It seems like there has been a great deal of interest in the macronutrient change from 1.3 to 1.4. In case anyone is interested, we decided to discuss the scientific rationale behind the change and why it helps make the best version of Soylent yet. I’ve pasted a version of the discussion below, however to see the complete list of footnotes and citations, head over to the FAQ page.
Keep on asking great questions!
One of the biggest changes in 1.4 was the readjusted macronutrient energy ratio - commonly referred to as just the macronutrient ratio.
In Soylent versions 1.3 and earlier, the energy was divided as follows: 50 percent of calories from carbohydrates, 30 percent of calories from fats and 20 percent of calories from protein. Alternatively, this could be written as a macronutrient ratio of 50/30/20.
In version 1.4, the ratio was adjusted to 43 percent of calories from carbohydrates, 40 percent of calories from fats and 17 percent of calories from protein, or 43/40/17.
The data from internal tests showed that the reduction of protein, specifically from 114 grams per pouch in 1.3, to 84 grams per pouch in 1.4 resulted in greatly improved digestibility. Furthermore, the increase in unsaturated fats allowed for a more even release of energy.
Finding the perfect macronutrient ratio is a balance between the best mix of short- and long-term energy. Too much short-term energy - provided via simple carbohydrates - can cause one to experience an energy “rush” and subsequent “crash”.
In contrast, too much long-term energy, via lipids (primarily fats) and proteins, can leave one feeling tired for several hours after digestion, until the body is able to harvest energy from slow-metabolizing fats and proteins.
Historic studies have suggested positive correlations between fat consumption and coronary heart disease. Modern science, however, has tweaked this definition to instead focus on the correlation between saturated fat consumption and coronary heart disease.

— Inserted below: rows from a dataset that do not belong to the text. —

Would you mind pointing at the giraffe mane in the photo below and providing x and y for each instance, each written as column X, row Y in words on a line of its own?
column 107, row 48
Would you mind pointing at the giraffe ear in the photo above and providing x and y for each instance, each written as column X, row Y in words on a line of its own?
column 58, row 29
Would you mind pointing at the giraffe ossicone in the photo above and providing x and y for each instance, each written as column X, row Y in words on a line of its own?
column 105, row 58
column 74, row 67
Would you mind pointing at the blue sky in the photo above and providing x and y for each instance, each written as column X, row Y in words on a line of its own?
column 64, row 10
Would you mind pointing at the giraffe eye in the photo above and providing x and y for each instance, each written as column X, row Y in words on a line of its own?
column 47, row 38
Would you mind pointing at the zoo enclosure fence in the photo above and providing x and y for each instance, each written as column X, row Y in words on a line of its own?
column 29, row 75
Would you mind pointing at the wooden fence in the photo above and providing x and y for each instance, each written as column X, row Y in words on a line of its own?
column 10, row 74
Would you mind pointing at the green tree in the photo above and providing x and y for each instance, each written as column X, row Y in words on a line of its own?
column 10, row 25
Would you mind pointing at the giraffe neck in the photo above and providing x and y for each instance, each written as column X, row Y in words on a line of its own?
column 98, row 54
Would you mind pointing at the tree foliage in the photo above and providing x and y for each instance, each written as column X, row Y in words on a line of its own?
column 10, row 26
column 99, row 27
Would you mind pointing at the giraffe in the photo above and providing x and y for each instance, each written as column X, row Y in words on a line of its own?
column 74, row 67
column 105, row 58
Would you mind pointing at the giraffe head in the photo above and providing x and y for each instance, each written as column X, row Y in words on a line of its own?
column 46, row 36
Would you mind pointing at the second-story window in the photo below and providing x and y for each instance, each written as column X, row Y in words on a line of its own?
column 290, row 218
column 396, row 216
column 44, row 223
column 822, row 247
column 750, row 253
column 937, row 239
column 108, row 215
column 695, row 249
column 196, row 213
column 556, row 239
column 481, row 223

The Institute of Medicine’s Food and Nutrition Board recommends that fats account for 25 to 35 percent of total energy intake. However, the Food and Nutrition Board notes that the upper limit is designed to prevent over-consumption of saturated fats.
Saturated fats are linked to increases in low-density lipoprotein cholesterol, which is positively associated with increased risk of cardiovascular disease. Specifically, saturated fats have been shown to block the expression of LDL receptors, which ultimately prevents this unhealthy type of cholesterol from being filtered out of the bloodstream.

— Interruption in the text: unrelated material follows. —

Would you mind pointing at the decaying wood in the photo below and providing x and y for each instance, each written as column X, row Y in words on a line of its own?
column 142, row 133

In February, the annual report published by the USDA’s Dietary Guidelines Advisory Committee, further examined the significant health differences between saturated and unsaturated fats.

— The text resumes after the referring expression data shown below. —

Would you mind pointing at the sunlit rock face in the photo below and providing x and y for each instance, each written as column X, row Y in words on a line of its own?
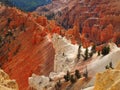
column 108, row 80
column 28, row 49
column 66, row 54
column 98, row 20
column 6, row 83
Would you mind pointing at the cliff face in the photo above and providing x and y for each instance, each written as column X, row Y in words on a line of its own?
column 98, row 20
column 108, row 80
column 6, row 83
column 26, row 45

The report conducted a statistical review of four published meta-analyses, which in turn evaluated dozens of clinical trials of hundreds of thousands patients. The Dietary Guidelines Advisory Committee’s analysis found that for every 1 percent of energy intake of saturated fats that was replaced by an equivalent amount of polyunsaturated fats, the number of cases of coronary heart disease was reduced by 2 to 3 percent. (A review of the different types of fats in Soylent can be found here.)
This conclusion is in line with significant quantities of evidence which show that unsaturated fats, unlike saturated fats, do not increase LDL cholesterol concentrations in the bloodstream.
Soylent is a new type of food that is designed to have modular ingredients that only contribute to primarily one or two nutrient levels. As such, it is possible to provide a macronutrient energy ratio that is 40 percent energy due to fat, without the negative health effects of saturated fat. Ultimately, this results in the healthiest, best-tasting blend of Soylent yet.